07 July 2003 00:00 [Source: ICB]20 years ago: ECN 11 July 1983
France's government expenditure supervisory body the Cour des Comptes has hit out severely at investment decisions made by the state-owned chemicals sector, referring to them as 'catastrophic'.
At the forefront of the criticism is the notorious CdF Chimie steamcracker at Dunkirk, an ambitious project which the government body considers was pursued 'without sufficient objective assessment'. CdF Chimie is accused of misrepresenting the choice between expanding its activities at Carling or constructing a new cracker at Dunkirk. In the end it was the attraction of job creation in the north of France that enticed the government to give the green light to the Dunkirk plant.
After a total investment of FF1.5bn, the Dunkirk cracker ran up losses of FF123m in 1979, FF248m in 1980 and FF458m in 1981.

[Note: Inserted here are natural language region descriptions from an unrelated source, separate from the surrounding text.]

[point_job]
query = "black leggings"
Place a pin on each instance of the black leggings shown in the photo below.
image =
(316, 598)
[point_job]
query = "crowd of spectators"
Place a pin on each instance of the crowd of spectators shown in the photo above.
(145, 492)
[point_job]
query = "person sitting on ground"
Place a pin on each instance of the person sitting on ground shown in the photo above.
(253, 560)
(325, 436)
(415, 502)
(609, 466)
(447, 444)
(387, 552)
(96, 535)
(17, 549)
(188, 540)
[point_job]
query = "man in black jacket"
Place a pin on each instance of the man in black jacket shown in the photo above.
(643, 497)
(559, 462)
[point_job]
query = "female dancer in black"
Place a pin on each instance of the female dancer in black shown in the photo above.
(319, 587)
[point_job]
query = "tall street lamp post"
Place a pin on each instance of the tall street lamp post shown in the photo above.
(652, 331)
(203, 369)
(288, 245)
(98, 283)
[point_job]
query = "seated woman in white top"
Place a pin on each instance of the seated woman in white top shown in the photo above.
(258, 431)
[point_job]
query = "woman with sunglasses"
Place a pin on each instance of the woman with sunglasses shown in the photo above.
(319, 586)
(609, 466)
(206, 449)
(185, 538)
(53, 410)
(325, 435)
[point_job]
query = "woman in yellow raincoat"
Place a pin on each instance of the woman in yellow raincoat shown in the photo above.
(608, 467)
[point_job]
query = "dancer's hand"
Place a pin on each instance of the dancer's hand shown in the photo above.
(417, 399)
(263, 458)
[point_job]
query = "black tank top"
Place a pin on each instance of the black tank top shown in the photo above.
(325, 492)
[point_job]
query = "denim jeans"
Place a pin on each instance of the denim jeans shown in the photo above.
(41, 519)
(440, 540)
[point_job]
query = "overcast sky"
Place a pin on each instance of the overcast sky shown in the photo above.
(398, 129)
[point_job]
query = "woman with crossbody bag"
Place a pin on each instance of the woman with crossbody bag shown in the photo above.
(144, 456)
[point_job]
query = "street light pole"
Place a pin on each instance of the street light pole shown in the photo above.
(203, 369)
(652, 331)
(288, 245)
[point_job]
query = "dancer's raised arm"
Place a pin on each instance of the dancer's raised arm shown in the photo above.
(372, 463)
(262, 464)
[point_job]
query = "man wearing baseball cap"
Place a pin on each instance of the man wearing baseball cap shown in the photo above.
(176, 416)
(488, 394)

CdF Chimie's over-optimism vis-a-vis the Dunkirk project has proved 'economically ruinous', the Cour des Comptes asserts. Furthermore, the company is accused of entering into precarious and onerous financing arrangements.
The acquisition of the paints concern Duco by CdF Chimie's paints subsidiary Ripolin, and of Sanders by EMC, also came under fire for overvaluation of the assets bought. An even greater black mark is awarded against Elf for the purchase of the former Rhone-Poulenc heavy chemicals assets.